Tita Sonia, as she is lovingly called by many, was instrumental in the passage of Republic Act 9003, or the Philippines’s Ecological Solid Waste Management Act of 2000 which, incidentally, is a model legislation in Southeast Asia. Mother Earth Foundation Philippines works with different cities and provinces nationwide to help them on the journey toward becoming zero-waste model communities.
She talked at length about the different zero-waste communities in Taguig, Malabon, Pampanga, Tacloban and Nueva Vizcaya. According to her, zero-waste efforts are also currently underway in places like Navotas, Batangas, GMA Cavite, Siquijor and Dumaguete. Aside from these, she also shared some of her personal practices and some advice for regular citizens like us.
Never buy bottled water. Always bring your own water in washable bottles. While you’re at it, always bring your own cutlery, to-go containers and eco bag. But not the handwoven commercial eco bag, Tita Sonia says, because these contain polypropylene, a form of plastic.
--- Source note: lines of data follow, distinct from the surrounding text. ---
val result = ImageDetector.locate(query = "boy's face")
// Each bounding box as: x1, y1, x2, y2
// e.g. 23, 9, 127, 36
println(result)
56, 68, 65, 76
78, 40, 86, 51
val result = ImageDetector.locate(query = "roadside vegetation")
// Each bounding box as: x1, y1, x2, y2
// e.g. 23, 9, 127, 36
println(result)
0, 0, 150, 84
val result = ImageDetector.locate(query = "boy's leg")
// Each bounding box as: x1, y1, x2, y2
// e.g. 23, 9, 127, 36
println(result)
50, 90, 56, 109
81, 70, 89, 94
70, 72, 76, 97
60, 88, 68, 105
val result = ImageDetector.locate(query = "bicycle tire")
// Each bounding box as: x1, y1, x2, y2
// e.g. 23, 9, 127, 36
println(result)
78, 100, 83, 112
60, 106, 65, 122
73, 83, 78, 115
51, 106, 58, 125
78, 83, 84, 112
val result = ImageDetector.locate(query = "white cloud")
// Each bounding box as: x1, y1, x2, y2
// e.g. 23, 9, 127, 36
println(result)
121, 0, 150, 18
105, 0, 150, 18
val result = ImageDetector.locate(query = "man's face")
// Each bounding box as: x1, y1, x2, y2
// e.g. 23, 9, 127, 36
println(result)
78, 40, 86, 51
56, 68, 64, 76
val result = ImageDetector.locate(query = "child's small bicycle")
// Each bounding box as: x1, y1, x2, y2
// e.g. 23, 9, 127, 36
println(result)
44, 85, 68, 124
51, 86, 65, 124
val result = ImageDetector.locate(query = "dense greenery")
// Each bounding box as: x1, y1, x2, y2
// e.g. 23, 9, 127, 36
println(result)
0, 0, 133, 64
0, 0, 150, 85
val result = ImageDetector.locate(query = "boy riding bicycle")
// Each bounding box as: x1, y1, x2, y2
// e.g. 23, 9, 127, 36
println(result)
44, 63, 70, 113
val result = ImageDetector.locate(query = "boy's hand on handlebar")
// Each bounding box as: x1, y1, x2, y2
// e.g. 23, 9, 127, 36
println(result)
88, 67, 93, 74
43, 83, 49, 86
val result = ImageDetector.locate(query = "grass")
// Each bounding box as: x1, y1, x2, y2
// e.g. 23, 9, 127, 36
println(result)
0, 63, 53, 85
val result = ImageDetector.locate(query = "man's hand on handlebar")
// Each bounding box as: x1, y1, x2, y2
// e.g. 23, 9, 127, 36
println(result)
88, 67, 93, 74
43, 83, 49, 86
Avoid buying packed items and always refuse plastic bags. Even paper bags are not advisable because they are not sturdy and would usually just be thrown out after one use. The best option would be washable cloth bags that lasts for a long time. When she goes to the market, she would bring a pail for her fish and seafood purchases, and a bayong for the vegetables and fruits. At the supermarket, she would use reusable plastic containers for meat purchases.
The most problematic packaging is the single-use plastic packets of shampoo, noodles, juice, coffee and similar products; and the single-use plastic bag. These always end up in the ocean, killing marine life, and eventually, ending up on our plate and inside our bodies because the seafood that we eat ingested plastic particles. Do not use or purchase products in problematic packaging like this.
Mother Earth Foundation advocates for reduction of consumption. “We can recycle but we have to reduce first,” Tita Sonia says. It would be best if we can take a close look at our lifestyle and buying habits to see if we are buying only what we need, and if we are buying them wisely.
It is not an easy journey. A lot of people will find the changes uncomfortable. But we have to make sacrifices for the sake of our planet. Tita Sonia assures us that there are many steps that we can take to reduce our waste. She encourages everyone to innovate, to be creative in how we reform our habits and lifestyle for the better.